The Printing of Textiles:

  • Textile printing, the various processes by which fabrics are printed in colored design, is an ancient art. 
  • India exported block prints to the Mediterranean region in the 5th cent. B.C., and Indian chintz was imported into Europe during the Renaissance and widely imitated.
  • Early forms of textile printing are stencil work, highly developed by Japanese artists, and block printing. 
  • In the latter method a block of wood, copper, or other material bearing a design in intaglio with the dye paste applied to the surface is pressed on the fabric and struck with a mallet. 
  • A separate block is used for each color, and pitch pins at the corners guide the placing of the blocks to assure accurate repeating of the pattern. 

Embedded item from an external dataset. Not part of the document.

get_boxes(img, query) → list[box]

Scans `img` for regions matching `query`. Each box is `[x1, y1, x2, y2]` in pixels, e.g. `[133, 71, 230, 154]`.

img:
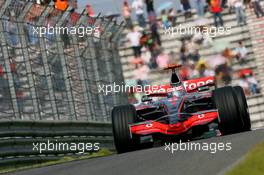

  • In cylinder or roller printing, developed c.1785, the fabric is carried on a rotating central cylinder and pressed by a series of rollers each bearing one color. 
  • The design is engraved on the copper rollers by hand or machine pressure or etched by pantograph or photoengraving methods
  • The color paste is applied to the rollers through feed rollers rotating in a color box, the color being scraped off the smooth portion of the rollers with knives.
  • More recent printing processes include screen printing, a hand method especially suitable for large patterns with soft outlines, in which screens, one for each color, are placed on the fabric and the color paste pressed through by a wooden squeegee; 
  • spray printing, in which a spray gun forces the color through a screen; and electrocoating, used to apply a patterned pile. 
  • Color may be applied by the various processes directly; by the discharge method, which uses chemicals to destroy a portion of a previously dyed ground; or by the resist, or reserve, method, which prevents the development of a subsequently applied color to a portion of the fabric treated with a chemical or with a mechanical resist.